Who were the Prussian soldiers

What were the Prussian reforms?

The reforms

The liberation of the peasants

In 1799, in Prussia, the peasants who cultivated the king's land were given freedom. All other farmers were then exempted from inheritance in 1807. Associated with this was freedom of choice for all citizens of the country. A previous farmer could now move into the city and work there. That wasn't possible before. A farmer no longer needed the consent of his landlord to marry as before.

However, the personal freedom of the farmers did not lead to their owning the farms they managed. From 1811 it was then possible for the farmers to also acquire the land. Those who could not raise the money had to give part of their land to the landlord as compensation.

However, this meant that the land of the large landowners became ever larger and that of the peasants smaller and smaller. Many farmers were so indebted that they had to give the rest of their land to the landlord and thus became land workers without possessions.

Administrative reform

Prussia now became a unified state. Ministries have been set up for home affairs, finance, foreign policy, war and justice. The king's old cabinet, which had existed alongside the ministries, was abolished. The ministers had a strong position. Administration was centralized by dividing the state into provinces, administrative districts and counties.

The courts of the landlords (patrimonial courts), which until then existed alongside the state courts, were abolished. The police rights of the landlords were also restricted by creating a state police force that was organized militarily (gendarmerie).

City regulations (self-government of the cities)

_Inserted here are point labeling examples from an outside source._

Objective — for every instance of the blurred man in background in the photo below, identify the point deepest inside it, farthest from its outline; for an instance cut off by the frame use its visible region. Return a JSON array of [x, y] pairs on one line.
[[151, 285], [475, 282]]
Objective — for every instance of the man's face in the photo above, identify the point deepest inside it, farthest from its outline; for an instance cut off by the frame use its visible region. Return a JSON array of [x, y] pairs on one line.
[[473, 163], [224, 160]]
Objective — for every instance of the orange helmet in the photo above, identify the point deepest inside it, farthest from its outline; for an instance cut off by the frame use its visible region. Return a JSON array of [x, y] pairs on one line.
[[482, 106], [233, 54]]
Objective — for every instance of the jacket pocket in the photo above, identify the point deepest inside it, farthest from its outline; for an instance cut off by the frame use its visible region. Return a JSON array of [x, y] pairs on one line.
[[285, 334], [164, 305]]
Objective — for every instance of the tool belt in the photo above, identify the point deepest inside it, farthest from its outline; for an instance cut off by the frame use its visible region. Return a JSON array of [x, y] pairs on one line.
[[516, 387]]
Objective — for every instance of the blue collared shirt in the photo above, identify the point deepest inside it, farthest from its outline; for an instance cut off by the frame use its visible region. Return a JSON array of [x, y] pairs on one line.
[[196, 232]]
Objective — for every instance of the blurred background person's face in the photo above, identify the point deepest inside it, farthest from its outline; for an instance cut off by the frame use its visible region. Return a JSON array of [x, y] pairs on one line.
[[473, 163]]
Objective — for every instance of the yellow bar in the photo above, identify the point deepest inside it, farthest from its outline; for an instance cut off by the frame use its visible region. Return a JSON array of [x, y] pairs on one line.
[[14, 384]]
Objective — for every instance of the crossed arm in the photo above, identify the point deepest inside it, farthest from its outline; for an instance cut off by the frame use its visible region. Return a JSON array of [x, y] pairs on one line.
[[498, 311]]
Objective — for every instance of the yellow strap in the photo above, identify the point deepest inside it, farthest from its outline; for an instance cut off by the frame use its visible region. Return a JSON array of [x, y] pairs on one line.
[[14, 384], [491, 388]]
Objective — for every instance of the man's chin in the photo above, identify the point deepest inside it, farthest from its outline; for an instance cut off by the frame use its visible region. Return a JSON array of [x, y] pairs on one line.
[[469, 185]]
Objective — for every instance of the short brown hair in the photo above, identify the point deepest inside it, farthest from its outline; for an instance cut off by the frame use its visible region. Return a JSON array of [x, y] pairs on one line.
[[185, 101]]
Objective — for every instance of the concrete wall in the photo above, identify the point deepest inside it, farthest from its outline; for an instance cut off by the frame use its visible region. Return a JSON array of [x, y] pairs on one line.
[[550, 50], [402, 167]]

The cities should be administered themselves, so no longer by the state, but by the citizens themselves. They elected city councilors, who in turn elected the city's magistrate. The mayor was elected from this group.

Freedom of trade

The medieval guild obligation was abolished in 1811 and thus the freedom of trade was introduced. Now everyone was free to choose their profession. This promoted competition and thus the economy. The freedom of trade therefore contributed significantly to the Prussian economy growing. However, it also happened that certain trades were represented too often. So there was z. B. soon too many tailors, weavers or carpenters who then became impoverished.

Emancipation of the Jews

With the Jewish edict of 1812, Jews living in Prussia became Prussian citizens. This gave them the same civil rights and duties as other citizens. They were guaranteed the freedom to practice their religion.

As early as the Middle Ages, Jews were disadvantaged and marginalized. Now the ideas of the Enlightenment and the ideal of the equality of all people also had an impact on Jews living in Prussia.

Army reform

The defeat in the war of 1806 clearly showed that the old Prussian army was no longer up to date and lagged far behind the French organization. So a new strong army should be created. Three generals took care of the implementation of the reform: Scharnhorst, Gneisenau and Clausewitz.

The army should be more flexible in tactics. Dishonorable punishments such as flogging and running the gauntlet have been abolished. Even commoners could now embark on an officer career. The military leadership was trained in the new Prussian War Academy. In 1814 compulsory military service was introduced.

Educational reform

The educational reform was mainly carried out by Wilhelm von Humboldt. The state received supervision over all schools. Compulsory schooling was enforced more strictly. All children first attended elementary school; there was a grammar school for higher education. Achievement became more important than origin and status. At universities, there was freedom of teaching and research.